4 Weeks to More Mass, Week 2 Training Log
4 Weeks to More Mass: Week 2 Training Log
WEEK TWO
MONDAY: LEGS
| EXERCISE | SETS | REPS | TEMPO | REST | |
| A | Barbell Front Squat * | 4 | 8 | 4-0-1-0 | 90 sec |
| B1 | Lying Hamstring Curl | 3 | 10 | 4-0-1-0 | 60 sec |
| B2 | DB Step Ups | 3 | 10 | 3-0-1-0 | 60 sec |
| C1 | Leg Extensions | 3 | 10 | 3-0-1-1 | 45 sec |
| C2 | Alternating Forward Lunge | 3 | 10 | 3-1-1-0 | 45 sec |
| D | Descending Squat Ladder ** | 1 | 10-1 | 2-0-1-0 | - |
* Perform a rest-pause for the 4th set of this exercise. Upon failure, rack the bar, rest 15 seconds and perform 2-3 more repetitions.
** Using 80% of your 10 RM squat weight, perform 10 back squats, rest 60 seconds, perform 9 back squats, rest 60 seconds, perform 8 back squats - continue this pattern all the way to 1 rep.
TUESDAY: CHEST AND BACK
| EXERCISE | SETS | REPS | TEMPO | REST | |
| A | Barbell Incline Bench Press * | 4 | 8 | 4-0-1-0 | 90 sec |
| B1 | Chin up/Lat Pull Down | 3 | 10 | 3-0-1-0 | 60 sec |
| B2 | Flat Dumbbell Bench Press | 3 | 10 | 3-0-1-0 | 60 sec |
| C1 | Standing Single Arm Cable Row | 3 | 10 | 3-0-1-1 | 45 sec |
| C2 | Low-to-High Cable Chest Flye | 3 | 10 | 3-0-1-1 | 45 sec |
| D | Bench Drop ** | 1 | AMRAP | 2-0-1-0 | - |
* Perform a rest-pause for the 4th set of this exercise. Upon failure, rack the bar, rest 15 seconds and perform 2-3 more repetitions.
** Load the flat barbell bench press with your 5RM using only 25lb. plates. Perform as many reps as possible until technical failure.

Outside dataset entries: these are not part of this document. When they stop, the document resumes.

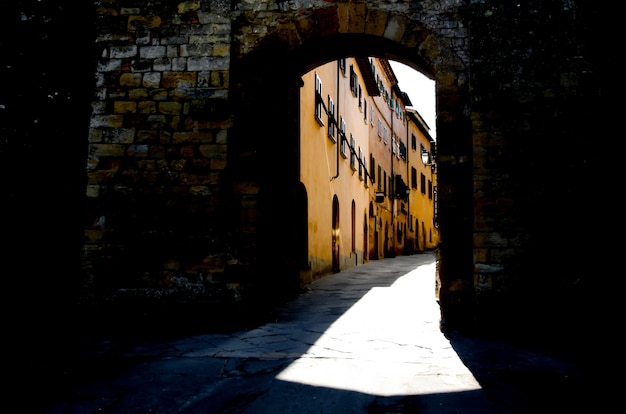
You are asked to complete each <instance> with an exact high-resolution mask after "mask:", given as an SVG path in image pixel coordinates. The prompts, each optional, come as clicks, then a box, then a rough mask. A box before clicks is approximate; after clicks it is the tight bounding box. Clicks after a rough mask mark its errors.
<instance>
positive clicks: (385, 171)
mask: <svg viewBox="0 0 626 414" xmlns="http://www.w3.org/2000/svg"><path fill="white" fill-rule="evenodd" d="M383 191H384V192H385V194H387V171H383Z"/></svg>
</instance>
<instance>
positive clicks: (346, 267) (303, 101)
mask: <svg viewBox="0 0 626 414" xmlns="http://www.w3.org/2000/svg"><path fill="white" fill-rule="evenodd" d="M302 80H303V86H302V88H301V91H300V92H301V93H300V125H301V127H300V129H301V130H300V181H301V183H302V186H303V188H304V190H305V194H306V200H307V219H308V234H307V240H308V269H306V270H303V271H302V272H301V282H302V283H303V284H306V283H310V282H311V281H313V280H316V279H318V278H320V277H322V276H324V275H326V274H329V273H333V272H338V271H341V270H343V269H347V268H350V267H353V266H357V265H359V264H362V263H365V262H366V261H368V260H374V259H381V258H384V257H393V256H395V255H399V254H410V253H413V252H415V251H420V250H425V249H428V248H434V247H436V245H437V243H438V240H439V239H438V235H437V234H438V233H437V232H436V228H435V227H434V225H433V223H434V220H433V217H434V207H433V203H434V201H435V200H434V197H433V198H430V199H428V197H426V199H428V200H431V201H432V202H433V203H430V204H427V205H421V204H420V203H422V202H424V201H425V200H424V198H425V197H421V193H420V191H421V189H422V187H420V186H419V185H420V184H421V181H420V180H421V175H420V174H427V175H425V177H427V178H426V179H425V181H424V182H426V183H430V185H431V191H430V192H428V184H425V185H424V186H423V187H424V188H425V189H426V195H428V194H433V193H434V191H435V190H434V186H435V183H434V179H433V178H432V175H434V174H433V172H434V169H432V168H431V167H430V166H427V165H426V164H425V163H424V162H423V161H422V157H421V153H420V152H419V151H420V150H421V149H422V148H425V149H426V151H427V152H428V153H431V154H432V150H431V145H430V144H431V143H432V142H433V141H432V139H430V137H429V135H428V132H427V126H426V124H425V123H424V122H423V120H422V123H421V124H420V125H417V123H416V122H417V121H419V120H421V117H419V114H415V115H411V112H410V111H407V105H409V104H410V100H409V98H408V96H407V95H406V94H404V93H402V91H400V89H399V88H398V87H397V80H396V78H395V76H394V74H393V70H392V69H391V67H390V65H389V62H387V61H386V60H384V59H377V58H358V59H357V58H346V59H340V60H337V61H334V62H329V63H327V64H324V65H322V66H319V67H317V68H315V69H314V70H312V71H310V72H308V73H307V74H305V75H304V76H303V77H302ZM424 132H425V134H424ZM411 140H413V141H411ZM431 159H433V158H431ZM412 174H413V175H412ZM416 177H417V178H416ZM412 178H415V179H413V180H412ZM414 185H418V187H417V188H416V187H414ZM428 212H430V216H428ZM422 226H423V231H422ZM423 234H426V235H427V236H426V239H425V240H426V242H423V240H424V238H423V237H422V235H423Z"/></svg>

Remove 25lb. from each side and continue. Repeat until you're just pressing the bar. [Lighter lifters may replace the 25lb. plates with 10lb. plates.]
WEDNESDAY - OFF
THURSDAY: LEGS
| EXERCISE | SETS | REPS | TEMPO | REST | |
| A | Deadlift * | 4 | 8 | 2-0-1-0 | 90 sec |
| B1 | Dumbbell Split Squat | 3 | 12 | 3-0-1-0 | 60 sec |
| B2 | Seated Good Morning | 3 | 10 | 3-0-1-0 | 60 sec |
| C1 | Single Leg Romanian Deadlift | 3 | 10 | 3-0-1-0 | 45 sec |
| C2 | Seated Calf Raise * | 3 | 10 | 3-0-1-0 | 45 sec |
| D | Sprints | 4 | 45 yards | AFAP | 120 sec |
* Perform a rest-pause for the 4th set of this exercise. Upon failure, rack the bar, rest 15 seconds and perform 2-3 more repetitions.
FRIDAY: SHOULERS AND ARMS
| EXERCISE | SETS | REPS | TEMPO | REST | |
| A | High Pull * | 4 | 8 | 2-0-1-0 | 90 sec |
| B1 | Seated Overhead Press | 3 | 10 | 3-0-1-0 | 60 sec |
| B2 | Incline Dumbbell Hammer Curl | 3 | 10 | 3-0-1-0 | 60 sec |
| C1 | Decline EZ-Bar Tricep Extensions | 3 | 10 | 3-0-1-1 | 45 sec |
| C2 | Chest-Supported Dumbbell Reverse Flye | 3 | 10 | 3-0-1-1 | 45 sec |
| D | Run-The-Rack Curls | 4 | 10 | 2-0-1-0 | - |
* Perform a rest-pause for the 4th set of this exercise. Upon failure, rack the bar, rest 15 seconds and perform 2-3 more repetitions.
** Grab a set of dumbbells that will allow you to perform 10 bicep curls. After you're completed, drop the weight by 30% and complete 10 reps. Repeat this pattern for 4 sets.